Her new downstairs neighbors — that she described as a “younger couple” — already approached Becker and her husband about how noisy they are, complaining about how they were hearing a lot of “footsteps” — aka her toddler being a toddler.
After some back and forth between her husband and the neighbors, Becker says that the couple just really “weren’t grasping the concept of [them] having a toddler who walks and plays,” saying that her neighbors need to realize, “that’s just the way it is.”
Things came to a head when the downstairs neighbors put in an official complain with the complex’s front office (that was after another time they went up and told Becker’s husband to turn down his music).
Becker explained that she tried to get ahead of the complain and speak to the front office herself, reminding them that she had a toddler-aged kid.
“I just said, ‘Hey, this is what’s going on. We have a toddler. Unless I put her in a straight jacket, I cannot control how often she walks around and how she plays. And I’m not going to do that. I’m not going to prevent my child from exploring and walking around the apartment and living. It’s just not happening.”
She continued, “And I told her on the phone: My daughter wakes up at seven o’clock in the morning. She goes to bed between seven and eight o’clock. She’s not bouncing off the walls at midnight.”
She offered to keep the music down, control their dog, and even make sure their own footsteps weren’t too loud, but she would not compromise on how her daughter chooses to spend her time in her own home.
“I’m not going to plop my daughter in a corner and tell her to be quiet and to walk on her tiptoes and to ‘sh-sh-sh.’ I’m not going to create those habits. And also I’m just not doing it. I don’t feel bad. I just want to make this clear. Like I don’t feel bad for the neighbors. Nothing’s going to change. I want to make that very clear. And I made that very clear to her in the front. We’re not going to be able to change these behaviors and these noises. It’s just impossible. And as parents we’re not doing it,” she explained.
Becker chalks her neighbor’s anger up to the fact that they just don’t know what it’s like to have a child, and they cannot understand why one would make so much noise.
Most of the TikTok users who came across Becker’s neighbor dispute understood where she was coming from.
“Property Manager here. They need to be reminded it’s apartment living. Office should offer another unit, if declined, they should terminate,” one user wrote.
Another said, “It’s called communal noise. They need to buy a house.”
One user echoed, “It’s so unrealistic to ever expect low/no noise in communal living ESPECIALLY when you have upstairs neighbors! Especially with kids!”
Another pointed out that since these people are already so persistent with their complaints, there is likely no solution to this issue except moving out.
In an updated comment, the OP wrote, “✨UPDATE: We just got a notification AGAIN today that they have called to complain 13x in the past 3 days.”
Some users empathized with the downstairs couple.
“Our upstairs neighbor lived here first, their 3-4 y.o. jumps off their furniture from 5:30-10:30pm…. The kid is just being a kid, but it does get old,” one user wrote.
Another said, “Unpopular opinion here.

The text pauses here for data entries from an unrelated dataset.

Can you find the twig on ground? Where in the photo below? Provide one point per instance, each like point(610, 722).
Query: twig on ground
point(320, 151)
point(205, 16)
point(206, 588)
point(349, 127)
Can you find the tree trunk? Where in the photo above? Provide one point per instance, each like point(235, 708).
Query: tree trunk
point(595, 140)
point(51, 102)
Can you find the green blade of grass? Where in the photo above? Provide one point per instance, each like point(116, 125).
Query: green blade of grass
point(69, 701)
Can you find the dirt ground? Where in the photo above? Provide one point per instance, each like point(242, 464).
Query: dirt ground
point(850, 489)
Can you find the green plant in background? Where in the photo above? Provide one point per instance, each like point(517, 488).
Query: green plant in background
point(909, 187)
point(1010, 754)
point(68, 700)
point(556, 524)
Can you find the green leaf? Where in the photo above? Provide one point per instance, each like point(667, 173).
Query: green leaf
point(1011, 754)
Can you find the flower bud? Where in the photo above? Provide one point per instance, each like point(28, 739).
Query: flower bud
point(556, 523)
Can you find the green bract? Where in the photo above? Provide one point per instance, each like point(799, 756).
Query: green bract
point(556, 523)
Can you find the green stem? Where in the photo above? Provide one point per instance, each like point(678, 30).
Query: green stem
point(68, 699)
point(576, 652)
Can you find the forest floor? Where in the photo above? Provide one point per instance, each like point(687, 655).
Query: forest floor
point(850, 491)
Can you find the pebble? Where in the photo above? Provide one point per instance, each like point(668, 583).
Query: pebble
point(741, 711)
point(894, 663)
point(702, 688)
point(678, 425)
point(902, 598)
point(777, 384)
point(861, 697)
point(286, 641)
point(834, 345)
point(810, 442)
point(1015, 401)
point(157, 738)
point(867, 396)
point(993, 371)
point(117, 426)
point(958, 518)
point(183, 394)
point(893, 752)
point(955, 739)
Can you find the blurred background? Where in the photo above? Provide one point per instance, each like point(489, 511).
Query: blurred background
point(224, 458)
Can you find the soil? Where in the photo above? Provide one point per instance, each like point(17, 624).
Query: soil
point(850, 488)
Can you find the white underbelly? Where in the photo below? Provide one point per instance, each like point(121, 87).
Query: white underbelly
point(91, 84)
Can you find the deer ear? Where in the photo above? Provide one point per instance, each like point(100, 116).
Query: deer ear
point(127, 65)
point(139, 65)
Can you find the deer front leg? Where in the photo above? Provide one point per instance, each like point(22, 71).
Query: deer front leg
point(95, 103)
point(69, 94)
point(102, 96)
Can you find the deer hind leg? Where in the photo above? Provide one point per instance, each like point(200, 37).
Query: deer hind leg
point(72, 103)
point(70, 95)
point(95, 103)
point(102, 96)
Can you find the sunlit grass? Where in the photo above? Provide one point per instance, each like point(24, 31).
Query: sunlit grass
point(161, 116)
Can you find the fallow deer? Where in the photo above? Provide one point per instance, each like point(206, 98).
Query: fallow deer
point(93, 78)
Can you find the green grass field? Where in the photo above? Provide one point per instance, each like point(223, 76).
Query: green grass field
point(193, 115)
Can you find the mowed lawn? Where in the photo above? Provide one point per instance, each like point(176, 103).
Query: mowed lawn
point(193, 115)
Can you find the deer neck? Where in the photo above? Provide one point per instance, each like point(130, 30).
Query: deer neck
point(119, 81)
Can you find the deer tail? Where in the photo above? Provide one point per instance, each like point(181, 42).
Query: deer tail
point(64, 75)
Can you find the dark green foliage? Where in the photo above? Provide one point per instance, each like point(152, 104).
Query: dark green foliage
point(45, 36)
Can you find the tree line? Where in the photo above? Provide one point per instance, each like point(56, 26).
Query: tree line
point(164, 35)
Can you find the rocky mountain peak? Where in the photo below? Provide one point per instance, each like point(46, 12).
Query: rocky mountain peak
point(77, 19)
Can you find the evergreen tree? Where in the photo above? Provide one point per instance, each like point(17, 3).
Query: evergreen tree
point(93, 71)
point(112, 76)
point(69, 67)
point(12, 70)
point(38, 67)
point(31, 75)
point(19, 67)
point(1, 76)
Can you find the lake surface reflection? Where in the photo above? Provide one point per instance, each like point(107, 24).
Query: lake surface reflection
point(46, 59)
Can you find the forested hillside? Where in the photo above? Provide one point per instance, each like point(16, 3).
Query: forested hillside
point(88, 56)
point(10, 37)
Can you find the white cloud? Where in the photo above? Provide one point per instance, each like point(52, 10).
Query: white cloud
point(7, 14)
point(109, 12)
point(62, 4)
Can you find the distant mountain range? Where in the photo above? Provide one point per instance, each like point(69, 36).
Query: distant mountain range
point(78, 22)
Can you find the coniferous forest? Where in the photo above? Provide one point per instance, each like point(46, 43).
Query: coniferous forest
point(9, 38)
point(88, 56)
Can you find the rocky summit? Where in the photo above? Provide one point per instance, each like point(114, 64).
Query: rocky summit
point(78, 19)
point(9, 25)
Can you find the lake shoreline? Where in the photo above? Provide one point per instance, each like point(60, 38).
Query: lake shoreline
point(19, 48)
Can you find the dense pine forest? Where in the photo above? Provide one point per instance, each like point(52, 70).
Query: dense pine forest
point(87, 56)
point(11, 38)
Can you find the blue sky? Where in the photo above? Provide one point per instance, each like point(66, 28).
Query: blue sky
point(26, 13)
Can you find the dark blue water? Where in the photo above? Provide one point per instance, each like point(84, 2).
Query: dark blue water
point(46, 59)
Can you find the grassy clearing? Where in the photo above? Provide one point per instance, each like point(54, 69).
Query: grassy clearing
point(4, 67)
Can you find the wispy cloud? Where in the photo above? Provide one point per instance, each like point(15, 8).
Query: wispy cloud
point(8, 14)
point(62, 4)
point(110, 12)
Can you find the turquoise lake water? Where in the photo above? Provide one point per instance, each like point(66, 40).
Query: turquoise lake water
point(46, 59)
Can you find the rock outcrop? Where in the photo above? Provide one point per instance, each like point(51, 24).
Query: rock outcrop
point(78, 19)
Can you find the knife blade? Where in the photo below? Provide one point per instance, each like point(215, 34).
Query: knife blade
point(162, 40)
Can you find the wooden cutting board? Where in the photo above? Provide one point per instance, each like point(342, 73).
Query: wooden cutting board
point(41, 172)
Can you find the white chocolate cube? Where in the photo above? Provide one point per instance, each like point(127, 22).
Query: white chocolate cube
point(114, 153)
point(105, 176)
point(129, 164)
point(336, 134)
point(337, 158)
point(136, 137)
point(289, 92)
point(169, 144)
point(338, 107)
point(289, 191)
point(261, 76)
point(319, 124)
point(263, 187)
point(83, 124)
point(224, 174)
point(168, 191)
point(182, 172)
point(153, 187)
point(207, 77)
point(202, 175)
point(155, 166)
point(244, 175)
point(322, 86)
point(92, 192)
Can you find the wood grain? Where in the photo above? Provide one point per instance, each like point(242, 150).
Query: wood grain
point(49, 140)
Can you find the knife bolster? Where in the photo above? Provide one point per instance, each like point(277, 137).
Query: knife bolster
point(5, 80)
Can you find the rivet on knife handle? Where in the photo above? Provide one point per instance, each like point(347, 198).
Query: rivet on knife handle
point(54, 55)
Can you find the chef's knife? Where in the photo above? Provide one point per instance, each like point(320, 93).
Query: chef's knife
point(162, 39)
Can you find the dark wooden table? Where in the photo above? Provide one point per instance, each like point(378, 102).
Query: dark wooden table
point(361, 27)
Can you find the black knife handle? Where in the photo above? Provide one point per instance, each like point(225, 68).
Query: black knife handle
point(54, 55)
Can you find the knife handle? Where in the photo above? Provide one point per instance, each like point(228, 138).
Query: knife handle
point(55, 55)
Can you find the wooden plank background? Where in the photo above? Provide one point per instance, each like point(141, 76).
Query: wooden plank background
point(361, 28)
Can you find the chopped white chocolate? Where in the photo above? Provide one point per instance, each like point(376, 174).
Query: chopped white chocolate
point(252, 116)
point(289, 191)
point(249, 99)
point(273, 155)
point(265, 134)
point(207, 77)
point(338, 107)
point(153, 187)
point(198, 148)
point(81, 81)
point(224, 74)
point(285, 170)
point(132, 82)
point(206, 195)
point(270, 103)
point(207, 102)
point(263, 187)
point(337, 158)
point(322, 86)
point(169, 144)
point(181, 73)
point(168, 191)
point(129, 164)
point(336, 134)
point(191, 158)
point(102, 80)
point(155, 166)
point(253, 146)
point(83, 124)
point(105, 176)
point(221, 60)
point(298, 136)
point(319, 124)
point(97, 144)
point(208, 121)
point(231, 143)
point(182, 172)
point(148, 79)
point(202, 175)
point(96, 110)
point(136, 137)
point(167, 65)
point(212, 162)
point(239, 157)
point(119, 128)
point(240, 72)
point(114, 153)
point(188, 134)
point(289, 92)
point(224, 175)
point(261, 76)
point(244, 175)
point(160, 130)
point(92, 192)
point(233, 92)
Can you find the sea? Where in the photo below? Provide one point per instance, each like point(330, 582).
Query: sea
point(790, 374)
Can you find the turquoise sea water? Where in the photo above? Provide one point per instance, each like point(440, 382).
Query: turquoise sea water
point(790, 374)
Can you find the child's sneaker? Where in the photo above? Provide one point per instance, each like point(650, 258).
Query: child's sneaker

When you rent you don’t get to know who lives above you. Nothing you can do about your kid, but they are now frustrated.”
Apartment living has some downsides, including shared walls. Some small annoyances are bound to happen when multiple sets of people are living in the same building. My friend lived in an old train station that was converted into apartments, and she used to tell me how she could hear her neighbor’s phone alarm and microwave beeps.
Thin walls don’t do much to help drown out comings and goings of neighbors, but that’s kind of the way it is when you choose to live in a place with shared walls.